Linear Regression

Coefficient of Correlation

Population Coefficient of Correlation

For paired variables $(X, Y )$ , the population correlation coefficient of $X$ and $Y$ is

$ρ_{XY} = \frac{\mathrm{E}(X - \mu_X)(Y - \mu_Y)}{\sqrt{E(X - \mu_X)^2E(Y - \mu_Y )^2}} = \frac{E(X - \mu_X)(Y - \mu_Y )}{\sigma_X\sigma_Y}$

$p_{XY}$ is unaffected by changes of scale or origin. Adding constants to $X$ or $Y$ will not change $p_{XY}$ .
$p_{XY}$ is symmetric in $X$ and $Y$ (ie. $p_{XY} = p_{YX}$ )
$-1 \leq p_{XY} \leq 1$
if $ρ_{XY} = ±1$ , then the observations $(x_i, y_i)$ all lie on a straight line with a positive (negative) slope
the sign $p_{XY}$ reflects the trend of the points

Sample Coefficient of Correlation

For paired variables $(x_i, y_i)$ , the population correlation coefficient of $x$ and $y$ is

$r_{XY} = \frac{\sum(x_i - \overline{x})(y_i - \overline{y})}{\sqrt{\sum(x_i - \overline{x})^2\sum(y_i - \overline{y})^2}} = \frac{S_{xy}}{\sqrt{S_{xx}S_{yy}}}$

$r_{XY}$ is unaffected by changes of scale or origin. Adding constants to $X$ or $Y$ will not change $r_{XY}$ .
$r_{XY}$ is symmetric in $X$ and $Y$ (ie. $r_{XY} = r_{YX}$ )
$-1 \leq r_{XY} \leq 1$
if $ρ_{XY} = ±1$ , then the observations $(x_i, y_i)$ all lie on a straight line with a positive (negative) slope
the sign $r_{XY}$ reflects the trend of the points
a high correlation coefficient value $|r_{XY}|$ does not necessarily imply a causal relationship between the two variables. A causal relationship between two variables exists if the occurrence of the first causes the other.

Simple Linear Regression

Regression analysis can be used to describe the relationship between a predictor variable (or regressor) $X$ and a response variable $Y$ . Assume that they are related through the model:

$Y = \beta_0 + \beta_1 X + \epsilon$

where $ε$ is a random error and $\beta_0, \beta_1$ are the regression coefficients.
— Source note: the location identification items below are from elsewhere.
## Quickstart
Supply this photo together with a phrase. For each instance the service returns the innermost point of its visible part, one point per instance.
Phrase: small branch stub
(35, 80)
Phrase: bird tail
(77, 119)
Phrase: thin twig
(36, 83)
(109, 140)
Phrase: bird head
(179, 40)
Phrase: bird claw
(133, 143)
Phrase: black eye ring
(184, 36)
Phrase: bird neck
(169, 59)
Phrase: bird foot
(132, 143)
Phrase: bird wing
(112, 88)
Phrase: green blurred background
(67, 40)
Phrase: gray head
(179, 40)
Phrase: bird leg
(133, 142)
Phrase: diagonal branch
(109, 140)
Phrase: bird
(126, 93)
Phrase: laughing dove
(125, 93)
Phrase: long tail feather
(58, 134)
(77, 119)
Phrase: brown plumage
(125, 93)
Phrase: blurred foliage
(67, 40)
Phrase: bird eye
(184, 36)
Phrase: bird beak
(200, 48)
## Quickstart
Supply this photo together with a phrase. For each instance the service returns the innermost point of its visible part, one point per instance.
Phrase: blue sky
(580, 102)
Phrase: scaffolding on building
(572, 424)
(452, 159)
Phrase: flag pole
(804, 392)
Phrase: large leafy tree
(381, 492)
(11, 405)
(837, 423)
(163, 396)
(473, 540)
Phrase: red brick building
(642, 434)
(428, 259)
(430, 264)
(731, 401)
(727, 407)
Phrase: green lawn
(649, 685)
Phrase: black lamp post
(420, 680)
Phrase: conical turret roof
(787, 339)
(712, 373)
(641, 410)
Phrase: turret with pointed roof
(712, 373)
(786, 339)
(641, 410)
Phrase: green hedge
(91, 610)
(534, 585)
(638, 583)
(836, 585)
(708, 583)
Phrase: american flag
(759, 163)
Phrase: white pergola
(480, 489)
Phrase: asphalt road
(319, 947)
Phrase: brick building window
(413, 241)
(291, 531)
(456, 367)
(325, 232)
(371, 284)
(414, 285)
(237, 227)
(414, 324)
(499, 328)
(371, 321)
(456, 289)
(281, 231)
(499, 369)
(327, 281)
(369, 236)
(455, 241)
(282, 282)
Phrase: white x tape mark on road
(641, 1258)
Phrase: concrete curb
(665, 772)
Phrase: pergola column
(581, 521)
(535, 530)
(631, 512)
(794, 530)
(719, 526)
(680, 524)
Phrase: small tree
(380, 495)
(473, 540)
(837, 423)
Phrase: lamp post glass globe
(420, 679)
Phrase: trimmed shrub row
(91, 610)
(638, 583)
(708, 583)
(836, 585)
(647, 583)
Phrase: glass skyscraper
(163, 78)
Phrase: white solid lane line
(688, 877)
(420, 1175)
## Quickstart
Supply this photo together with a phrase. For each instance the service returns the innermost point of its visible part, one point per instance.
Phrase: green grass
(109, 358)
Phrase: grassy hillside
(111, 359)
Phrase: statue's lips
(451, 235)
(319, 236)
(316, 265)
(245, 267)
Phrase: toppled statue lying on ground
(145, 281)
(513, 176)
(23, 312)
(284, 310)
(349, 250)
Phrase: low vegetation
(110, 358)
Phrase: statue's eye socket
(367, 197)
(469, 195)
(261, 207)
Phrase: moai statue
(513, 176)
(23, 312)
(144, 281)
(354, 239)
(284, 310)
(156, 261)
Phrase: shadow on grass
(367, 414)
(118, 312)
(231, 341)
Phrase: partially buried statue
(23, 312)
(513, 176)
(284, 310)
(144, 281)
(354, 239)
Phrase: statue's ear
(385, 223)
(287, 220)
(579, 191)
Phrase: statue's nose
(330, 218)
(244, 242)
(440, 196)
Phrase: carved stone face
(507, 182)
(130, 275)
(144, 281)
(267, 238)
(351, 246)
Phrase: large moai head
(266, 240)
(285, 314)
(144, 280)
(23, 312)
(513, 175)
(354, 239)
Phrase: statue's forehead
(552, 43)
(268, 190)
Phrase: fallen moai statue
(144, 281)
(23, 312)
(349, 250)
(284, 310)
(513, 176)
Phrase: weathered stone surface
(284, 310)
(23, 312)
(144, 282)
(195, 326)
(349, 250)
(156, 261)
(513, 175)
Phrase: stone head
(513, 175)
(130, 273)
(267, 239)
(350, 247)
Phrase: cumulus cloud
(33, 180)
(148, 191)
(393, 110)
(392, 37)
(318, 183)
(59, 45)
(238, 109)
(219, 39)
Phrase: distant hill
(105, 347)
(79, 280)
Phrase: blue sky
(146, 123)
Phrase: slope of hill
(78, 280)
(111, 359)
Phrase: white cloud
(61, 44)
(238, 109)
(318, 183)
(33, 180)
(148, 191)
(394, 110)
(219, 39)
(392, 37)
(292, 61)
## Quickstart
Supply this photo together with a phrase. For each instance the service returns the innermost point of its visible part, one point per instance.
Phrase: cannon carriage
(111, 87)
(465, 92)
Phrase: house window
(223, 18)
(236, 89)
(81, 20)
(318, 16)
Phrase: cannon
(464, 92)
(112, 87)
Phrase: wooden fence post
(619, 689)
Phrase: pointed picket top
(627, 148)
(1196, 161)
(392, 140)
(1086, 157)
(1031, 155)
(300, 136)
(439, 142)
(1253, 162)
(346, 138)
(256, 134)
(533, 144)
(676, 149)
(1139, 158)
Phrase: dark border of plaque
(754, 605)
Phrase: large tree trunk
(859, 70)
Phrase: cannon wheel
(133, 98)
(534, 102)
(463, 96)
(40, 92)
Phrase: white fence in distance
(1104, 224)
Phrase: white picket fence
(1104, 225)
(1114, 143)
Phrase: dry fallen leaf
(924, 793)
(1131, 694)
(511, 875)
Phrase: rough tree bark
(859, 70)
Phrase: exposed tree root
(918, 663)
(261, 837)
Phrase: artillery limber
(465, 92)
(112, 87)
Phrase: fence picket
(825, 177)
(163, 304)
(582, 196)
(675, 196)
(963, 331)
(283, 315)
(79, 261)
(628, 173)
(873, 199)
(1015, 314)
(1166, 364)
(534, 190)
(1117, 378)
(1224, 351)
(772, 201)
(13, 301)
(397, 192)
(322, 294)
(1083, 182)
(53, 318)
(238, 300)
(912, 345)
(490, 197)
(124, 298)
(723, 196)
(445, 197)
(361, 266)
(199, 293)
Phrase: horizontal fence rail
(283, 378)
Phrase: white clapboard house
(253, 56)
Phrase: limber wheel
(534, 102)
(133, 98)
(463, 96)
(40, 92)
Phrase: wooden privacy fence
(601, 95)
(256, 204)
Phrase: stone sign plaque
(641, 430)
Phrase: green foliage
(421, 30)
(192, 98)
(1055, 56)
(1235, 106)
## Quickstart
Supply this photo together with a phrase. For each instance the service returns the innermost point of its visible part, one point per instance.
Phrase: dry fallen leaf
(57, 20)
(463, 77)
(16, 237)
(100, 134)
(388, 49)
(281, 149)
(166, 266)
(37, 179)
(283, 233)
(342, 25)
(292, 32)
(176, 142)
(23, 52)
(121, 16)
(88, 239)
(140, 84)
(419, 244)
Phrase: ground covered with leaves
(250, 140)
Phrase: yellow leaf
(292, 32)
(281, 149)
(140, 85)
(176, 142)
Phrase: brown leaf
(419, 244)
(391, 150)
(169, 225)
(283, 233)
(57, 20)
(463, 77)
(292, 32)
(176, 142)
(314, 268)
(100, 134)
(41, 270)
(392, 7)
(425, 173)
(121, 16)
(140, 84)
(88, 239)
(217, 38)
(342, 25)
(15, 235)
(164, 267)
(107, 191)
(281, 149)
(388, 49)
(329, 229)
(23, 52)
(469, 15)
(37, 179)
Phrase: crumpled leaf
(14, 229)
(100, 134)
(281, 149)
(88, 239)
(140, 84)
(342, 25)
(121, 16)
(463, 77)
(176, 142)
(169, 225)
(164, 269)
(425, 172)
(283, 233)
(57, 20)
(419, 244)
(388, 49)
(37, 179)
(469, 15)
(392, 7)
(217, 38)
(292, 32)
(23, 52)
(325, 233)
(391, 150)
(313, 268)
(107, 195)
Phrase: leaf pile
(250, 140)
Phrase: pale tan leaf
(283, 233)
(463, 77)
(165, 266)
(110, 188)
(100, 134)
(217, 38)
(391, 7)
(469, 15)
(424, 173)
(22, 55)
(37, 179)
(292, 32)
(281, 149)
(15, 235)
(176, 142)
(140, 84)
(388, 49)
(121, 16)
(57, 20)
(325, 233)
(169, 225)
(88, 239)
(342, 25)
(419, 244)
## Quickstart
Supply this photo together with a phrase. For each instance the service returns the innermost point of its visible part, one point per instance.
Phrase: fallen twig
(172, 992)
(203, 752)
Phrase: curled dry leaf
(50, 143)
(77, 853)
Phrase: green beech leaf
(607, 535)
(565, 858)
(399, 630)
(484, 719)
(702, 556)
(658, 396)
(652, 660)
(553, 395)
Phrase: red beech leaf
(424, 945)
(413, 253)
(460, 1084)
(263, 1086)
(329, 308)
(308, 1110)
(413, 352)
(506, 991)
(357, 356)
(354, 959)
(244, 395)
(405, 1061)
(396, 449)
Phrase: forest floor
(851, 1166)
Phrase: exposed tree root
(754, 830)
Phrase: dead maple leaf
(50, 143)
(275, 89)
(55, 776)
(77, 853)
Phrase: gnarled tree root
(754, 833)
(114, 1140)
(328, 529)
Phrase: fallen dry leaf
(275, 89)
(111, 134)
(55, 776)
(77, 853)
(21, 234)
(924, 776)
It is assumed that E $[ε]$ = 0, and that the error’s variance $\sigma^2_\epsilon = \sigma^2$ is constant. Then the model can be re-written as

$\mathrm{E}[Y|X] = \beta_0 + \beta_1X$ .

Suppose that we have observations $(x_i, y_i), i = 1, ... , n$ so that

$y_i = \beta_0 + \beta_1x_i + \epsilon_i , \ \ i = 1, ... , n$

The aim is to find estimators $b_0, b_1$ of the unknown parameters $\beta_0, \beta_1$ in order to obtain the estimated (fitted) regression line

$\overline{y}_i = b_0 + b_1x_i$

The residual or error in predicting $y_i$ using $\overline{y}$ is thus

$e_i = y_i-\overline{y}_i = y_i - b_0 - b_1x_i, \ i = 1, ..., n$

Sum of Squared Errors (SSE)

$\mathrm{SSE} = \sum^n_{i=1} e^2_i = \sum^n_{i=1}(y_i - b_0-b_1x_i)^2$

The optimal values of $b_0$ and $b_1$ are those that minimize the SSE. As such solving:

$0 = \frac{dSSE}{db_0} = -2\sum (y_i - b_0 - b_1x_i) = -2n (\overline{y}-b_0-b_1\overline{x})$
$\therefore b_0 = \overline{y} - b_1\overline{x}$
$0 = \frac{dSSE}{db_1} = -2\sum (y_i - b_0 - b_1x_i)x_i = -2(\sum x_iy_i - nb_0\overline{x} - b_1\sum x^2_i)$
$\therefore b_1 = \frac{S_{xy}}{S_{xx}}$

Variance Decomposition in Regression

$S_{yy} = \sum_{i=1}^n (y_i-\overline{y})^2$
$= b_1S_{xy} = \mathrm{SSE}$
$= \mathrm{SSR} + \mathrm {SSE}$
$\mathrm{SSE} = S_{yy} - b_1S_{xy}$

Estimating Variance

To estimate $\sigma^2$ we use:

$\mathrm{SSE} = \sum_{i=1}^{n} e^2_i = \sum^n_{i=1} (y_i - \overline{y}_i)^2$

For the regression error, the unbiased estimator of $\sigma^2$ is in fact

$\overline{\sigma}^2 = \mathrm{MSE} = \frac{\mathrm{SSE}}{n-2} = \frac{S_{yy} - b_1S_{xy}}{n-2}$

where the SSE has $n-2$ degrees of freedom, because 2 parameters had to be estimated in order to obtain $\overline{y}_i: b_0$ and $b_1$ .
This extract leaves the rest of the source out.